I thought this was a cool thing to see, though I may be easily impressed. The recent pavement milling and street re-paving which caused such random sleeplessness in my life (on account of the early morning militaristic megaphone announcements) has turned up an interesting undercurrent: the brick roads once typical of New York but sealed up for generations are revealed in these temporary openings along the street, porous windows of pavement shaped like continents or islands.
I have been thinking about the ground beneath the ground since getting a copy of Mannahatta: A Natural History of New York City, a book which uses computer visualization to show what the island of Manhattan probably looked like in 1609. Sources tell me a similar project is in the works for Brooklyn, so maybe Queens will get a turn as well. These bricks linings I saw do not hearken back across too many centuries, but since exploring the Mannahatta Project I find myself imagining that the past on which we build our cities is never really gone, and the self-satisfied notion of “the present” is a myth. The present is only a headline for the continousity of time, and an infinitely disintegrating exhalation of existence. The thrashes of the winds and the passages of the hours savor us as they embraced the immediacies of those who stood on this ground 500 years ago, 5,000 years ago. There are no ghosts, no dead, no living, no unborn, only the totality of all heritages, blowing through the same earthly breezes for millennia.
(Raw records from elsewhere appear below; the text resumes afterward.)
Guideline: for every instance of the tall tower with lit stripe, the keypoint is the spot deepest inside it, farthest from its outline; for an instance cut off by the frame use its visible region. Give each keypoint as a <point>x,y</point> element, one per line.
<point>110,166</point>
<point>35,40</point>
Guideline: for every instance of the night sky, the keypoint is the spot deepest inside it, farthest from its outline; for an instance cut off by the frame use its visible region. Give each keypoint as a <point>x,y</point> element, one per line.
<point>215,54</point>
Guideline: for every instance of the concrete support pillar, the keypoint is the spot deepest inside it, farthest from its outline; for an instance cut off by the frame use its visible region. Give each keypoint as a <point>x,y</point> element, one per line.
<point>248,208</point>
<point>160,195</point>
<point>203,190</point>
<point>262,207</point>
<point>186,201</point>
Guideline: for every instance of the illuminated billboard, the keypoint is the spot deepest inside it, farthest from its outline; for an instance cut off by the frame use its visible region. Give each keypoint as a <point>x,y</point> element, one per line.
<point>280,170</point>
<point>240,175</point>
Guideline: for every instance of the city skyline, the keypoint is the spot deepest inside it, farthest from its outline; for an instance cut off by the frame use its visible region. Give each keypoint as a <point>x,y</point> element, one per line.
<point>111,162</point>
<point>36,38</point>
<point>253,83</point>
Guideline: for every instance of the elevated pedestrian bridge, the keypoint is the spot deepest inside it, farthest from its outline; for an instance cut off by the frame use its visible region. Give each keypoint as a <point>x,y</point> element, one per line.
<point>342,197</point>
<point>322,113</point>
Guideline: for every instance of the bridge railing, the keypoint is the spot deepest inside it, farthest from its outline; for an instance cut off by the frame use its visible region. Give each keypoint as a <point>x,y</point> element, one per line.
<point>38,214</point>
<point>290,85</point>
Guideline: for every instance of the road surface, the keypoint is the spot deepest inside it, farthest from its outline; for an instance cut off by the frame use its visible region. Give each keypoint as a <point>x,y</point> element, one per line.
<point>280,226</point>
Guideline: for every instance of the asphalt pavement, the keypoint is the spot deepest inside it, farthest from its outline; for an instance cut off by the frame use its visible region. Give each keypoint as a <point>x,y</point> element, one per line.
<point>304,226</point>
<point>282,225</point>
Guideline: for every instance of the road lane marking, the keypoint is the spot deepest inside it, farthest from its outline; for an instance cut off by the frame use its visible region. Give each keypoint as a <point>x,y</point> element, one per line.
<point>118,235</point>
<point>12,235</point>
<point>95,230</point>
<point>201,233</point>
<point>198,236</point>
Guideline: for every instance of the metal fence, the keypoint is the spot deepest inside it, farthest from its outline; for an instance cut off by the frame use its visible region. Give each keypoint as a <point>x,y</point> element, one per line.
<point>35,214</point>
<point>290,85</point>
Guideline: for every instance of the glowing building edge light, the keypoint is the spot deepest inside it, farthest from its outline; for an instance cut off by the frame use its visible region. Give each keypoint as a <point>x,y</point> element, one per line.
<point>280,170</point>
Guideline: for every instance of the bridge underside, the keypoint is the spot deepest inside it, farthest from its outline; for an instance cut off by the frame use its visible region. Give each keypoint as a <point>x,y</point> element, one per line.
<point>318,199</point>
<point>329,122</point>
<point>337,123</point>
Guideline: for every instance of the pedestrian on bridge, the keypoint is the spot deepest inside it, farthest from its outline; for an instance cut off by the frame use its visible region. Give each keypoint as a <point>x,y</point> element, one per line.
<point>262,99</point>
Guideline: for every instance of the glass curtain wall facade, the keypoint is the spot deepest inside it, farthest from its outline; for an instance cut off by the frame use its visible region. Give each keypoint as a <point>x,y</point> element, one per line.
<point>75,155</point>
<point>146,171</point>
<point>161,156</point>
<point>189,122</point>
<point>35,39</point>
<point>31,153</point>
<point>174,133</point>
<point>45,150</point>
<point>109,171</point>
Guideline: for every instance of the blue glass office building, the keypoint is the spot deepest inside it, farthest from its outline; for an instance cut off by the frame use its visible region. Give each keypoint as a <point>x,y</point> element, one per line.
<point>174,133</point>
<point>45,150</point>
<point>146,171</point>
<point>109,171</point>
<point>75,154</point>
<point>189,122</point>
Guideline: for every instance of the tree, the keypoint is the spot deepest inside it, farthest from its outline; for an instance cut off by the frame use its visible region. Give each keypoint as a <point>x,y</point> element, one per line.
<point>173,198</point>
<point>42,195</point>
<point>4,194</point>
These little gashes in the pavement need not send my flights of fancy back to the days of Sunswick Beach for me to allow myself a passing feeling of communion with the past, and with the more recent of our forebears, whoever they may have been.
Yeah, have seen like this at my old hometown, they paved those brick street around 19 th century, and it is still buried, when it comes to street repaved, we saw this several times:-)
the bricks are/were relatively maintenance free. the asphalt is torn up and replaced every 10 years. why a low speed residential block punctuated on both sides by a light or stop sign must have perfectly smooth relatively high maintenance asphalt is beyond me.
and then they install speed bumps.
40th avenue is still brick, partially paved, but mostly with the brick exposed. it‘s been like that for years. 40th ave by 29th street, where the Verve Hotel is. maybe they leave it as brick for style, or maybe there‘s some other reason. i, for one, appreciated pavement last week when i used a hand truck to move some boxes. the sidewalks are a mess and i ended up rolling the thing on the street.